When Stellantis presented its industrial architecture, it identified four major multi-energy platforms: STLA Small, STLA Medium, STLA Large and STLA Frame. Starting with the STLA Small, the platform for city cars and electric B-segment, STLA Small was supposed to support the relaunch of Fiat, Lancia and Citroën in the heart of the European market. Five years after the merger, however, no STLA Small model is still in production. Fiat continues to live on previous architectures (electric 500 on a dedicated base, Panda on an outdated platform) and to see the new Peugeot 208 on a STLA Small base we will have to wait until 2027. Moving on to STLA Medium, the platform that replaced PSA's old EMP2, a long list of models are produced such as the Peugeot 3008, 5008, Opel Grandland, Jeep Compass and DS No. 8, the recent Peugeot 308 and in the future will be used on several models including Lancia Delta. Assembled at plants in Eisenach, Melfi, Rennes and Sochaux, it is designed to be used on models between 430 and 490 cm long, with a wheelbase of up to 290 cm and with front-wheel drive or 4x4. Larger models will arrive on the STLA Large, a strategic platform for North America and premium brands (Jeep, Dodge, Alfa Romeo). Brought to debut by the Dodge Charger Daytona, it will also arrive on future Lancia, Alfa Romeo and Maserati models. The latest architecture is the STLA Frame, dedicated to pickups and body-on-frame vehicles for Ram and Jeep. In this case, autonomies of up to 800 kilometres are expected for electric vehicles and characteristics suitable for work vehicles.

The most important models

In the five years of the Stellantis era, a long list of models of high commercial success and strategic importance have been produced and launched. Starting with ex-Fca brands, the Jeep Avenger is surely the most significant not only for its sales results and for winning the Car of the Year award in 2023, but for its debut in the compact SUV segment and for a truly multi-energy range. It is impossible to forget the Fiat 500, recently arrived in a mild hybrid version based on the shape of the electric version, the Grande Panda built on the platform shared with the Citroen C3 and the 600. Moving on to Alfa Romeo, the change of name of the compact suv (from Milano to Junior, a change that took place after the launch) will remain in history, while Tonale expanded its range of high-wheelers. Lancia changed positioning with the Ypsilon, a very close relative of the Opel Corsa and Peugeot 208, while Maserati launched the Grecale in 2022. On the former PSA front, Peugeot is changing positioning (upwards) starting with the 3008, while Citroen seems to have finally found its space with 'smart' models with a good price/performance ratio such as the recent C5 Aircross. On the US side, Ram has said goodbye to the electric version and arrived in Europe with the 1500.

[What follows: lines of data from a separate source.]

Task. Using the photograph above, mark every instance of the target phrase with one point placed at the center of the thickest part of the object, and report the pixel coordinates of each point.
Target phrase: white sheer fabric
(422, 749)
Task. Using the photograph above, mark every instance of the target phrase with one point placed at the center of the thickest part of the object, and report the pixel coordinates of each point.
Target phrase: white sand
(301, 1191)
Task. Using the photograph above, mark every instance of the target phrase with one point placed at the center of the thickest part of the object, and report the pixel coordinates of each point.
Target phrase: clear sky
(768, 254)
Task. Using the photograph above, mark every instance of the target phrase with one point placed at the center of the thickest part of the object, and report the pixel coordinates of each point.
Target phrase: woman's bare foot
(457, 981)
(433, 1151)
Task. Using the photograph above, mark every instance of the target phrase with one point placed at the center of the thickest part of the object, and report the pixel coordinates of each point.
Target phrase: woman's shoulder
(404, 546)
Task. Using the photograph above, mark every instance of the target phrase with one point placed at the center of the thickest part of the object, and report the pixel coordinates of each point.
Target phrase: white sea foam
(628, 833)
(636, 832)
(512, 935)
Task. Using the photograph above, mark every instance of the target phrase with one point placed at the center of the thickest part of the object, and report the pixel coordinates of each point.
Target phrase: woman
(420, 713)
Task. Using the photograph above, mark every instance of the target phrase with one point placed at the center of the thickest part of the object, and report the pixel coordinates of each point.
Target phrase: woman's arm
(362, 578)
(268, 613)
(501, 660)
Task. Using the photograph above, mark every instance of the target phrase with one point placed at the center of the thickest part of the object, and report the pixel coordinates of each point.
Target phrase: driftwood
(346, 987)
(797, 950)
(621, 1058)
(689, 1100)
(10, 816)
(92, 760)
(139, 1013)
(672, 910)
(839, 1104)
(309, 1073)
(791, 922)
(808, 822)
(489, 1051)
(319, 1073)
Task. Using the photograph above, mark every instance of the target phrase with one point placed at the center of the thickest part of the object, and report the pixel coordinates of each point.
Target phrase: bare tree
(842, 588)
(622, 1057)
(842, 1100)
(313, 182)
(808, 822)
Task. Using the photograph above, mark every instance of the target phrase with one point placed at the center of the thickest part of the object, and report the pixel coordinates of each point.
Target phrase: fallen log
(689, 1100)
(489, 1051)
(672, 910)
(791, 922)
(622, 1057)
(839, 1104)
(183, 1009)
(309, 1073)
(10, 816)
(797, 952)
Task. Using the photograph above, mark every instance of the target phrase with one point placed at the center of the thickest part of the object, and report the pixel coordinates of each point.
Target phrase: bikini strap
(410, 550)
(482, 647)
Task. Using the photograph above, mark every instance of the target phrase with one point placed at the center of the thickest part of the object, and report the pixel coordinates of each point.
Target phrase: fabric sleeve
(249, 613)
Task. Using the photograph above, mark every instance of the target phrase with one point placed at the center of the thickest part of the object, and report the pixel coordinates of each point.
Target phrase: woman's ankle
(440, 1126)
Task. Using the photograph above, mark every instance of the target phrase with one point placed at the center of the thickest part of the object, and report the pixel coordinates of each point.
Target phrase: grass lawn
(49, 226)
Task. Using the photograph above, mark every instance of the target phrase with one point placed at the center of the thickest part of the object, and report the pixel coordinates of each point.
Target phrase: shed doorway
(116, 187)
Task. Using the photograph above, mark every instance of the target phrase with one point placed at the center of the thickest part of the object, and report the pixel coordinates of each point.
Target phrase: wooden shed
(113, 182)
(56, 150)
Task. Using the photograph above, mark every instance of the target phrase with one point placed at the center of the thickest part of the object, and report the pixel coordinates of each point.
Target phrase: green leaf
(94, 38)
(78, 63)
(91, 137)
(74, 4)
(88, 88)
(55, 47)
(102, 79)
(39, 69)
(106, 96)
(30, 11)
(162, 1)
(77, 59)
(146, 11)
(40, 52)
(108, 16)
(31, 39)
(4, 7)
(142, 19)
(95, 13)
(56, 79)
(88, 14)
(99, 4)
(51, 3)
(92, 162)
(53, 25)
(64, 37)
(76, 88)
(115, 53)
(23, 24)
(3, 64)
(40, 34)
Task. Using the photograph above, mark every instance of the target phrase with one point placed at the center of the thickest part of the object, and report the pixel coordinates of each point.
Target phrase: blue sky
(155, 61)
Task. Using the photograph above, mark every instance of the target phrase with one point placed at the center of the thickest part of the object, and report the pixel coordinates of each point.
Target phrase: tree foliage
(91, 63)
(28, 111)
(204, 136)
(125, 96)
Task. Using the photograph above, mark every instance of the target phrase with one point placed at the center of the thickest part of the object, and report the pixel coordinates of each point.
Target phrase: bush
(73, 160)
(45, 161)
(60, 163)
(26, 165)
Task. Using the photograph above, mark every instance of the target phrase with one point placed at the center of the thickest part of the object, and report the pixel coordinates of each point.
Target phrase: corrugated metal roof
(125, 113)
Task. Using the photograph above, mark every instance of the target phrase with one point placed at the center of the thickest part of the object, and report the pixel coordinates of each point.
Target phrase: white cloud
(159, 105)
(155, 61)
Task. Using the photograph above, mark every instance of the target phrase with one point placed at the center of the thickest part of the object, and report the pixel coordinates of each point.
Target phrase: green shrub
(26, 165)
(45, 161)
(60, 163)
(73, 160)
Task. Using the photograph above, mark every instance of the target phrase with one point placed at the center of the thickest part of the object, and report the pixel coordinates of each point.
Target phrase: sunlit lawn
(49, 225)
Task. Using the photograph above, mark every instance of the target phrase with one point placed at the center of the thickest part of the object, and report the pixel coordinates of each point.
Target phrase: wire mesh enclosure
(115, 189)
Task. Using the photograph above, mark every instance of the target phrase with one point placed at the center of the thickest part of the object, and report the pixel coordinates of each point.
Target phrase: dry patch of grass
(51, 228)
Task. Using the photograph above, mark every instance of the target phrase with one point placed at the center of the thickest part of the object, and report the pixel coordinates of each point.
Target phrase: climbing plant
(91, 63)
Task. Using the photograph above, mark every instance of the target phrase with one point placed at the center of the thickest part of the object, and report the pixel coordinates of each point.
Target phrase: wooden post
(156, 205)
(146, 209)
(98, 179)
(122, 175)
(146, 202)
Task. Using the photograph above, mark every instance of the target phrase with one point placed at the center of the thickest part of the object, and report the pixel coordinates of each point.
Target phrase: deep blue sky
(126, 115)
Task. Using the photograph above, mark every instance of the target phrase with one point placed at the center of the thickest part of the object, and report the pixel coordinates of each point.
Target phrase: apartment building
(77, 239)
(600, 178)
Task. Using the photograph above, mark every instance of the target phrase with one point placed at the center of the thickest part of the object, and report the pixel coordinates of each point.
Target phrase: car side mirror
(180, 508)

Five years later: the product returns to the centre

Five years after the merger, Stellantis is no longer just a story of margins and synergies. Platforms were designed, but not yet fully transformed into products; brands were preserved, but not all relaunched; factories were defended, but often under-utilised. The transition from Carlos Tavares to Antonio Filosa marks precisely this change of perspective: from the control of numbers to the recovery of the centrality of the product. Because in the automotive industry, in the end, accounts always follow cars. And Stellantis, today, must prove that it still knows how to build them at the right time.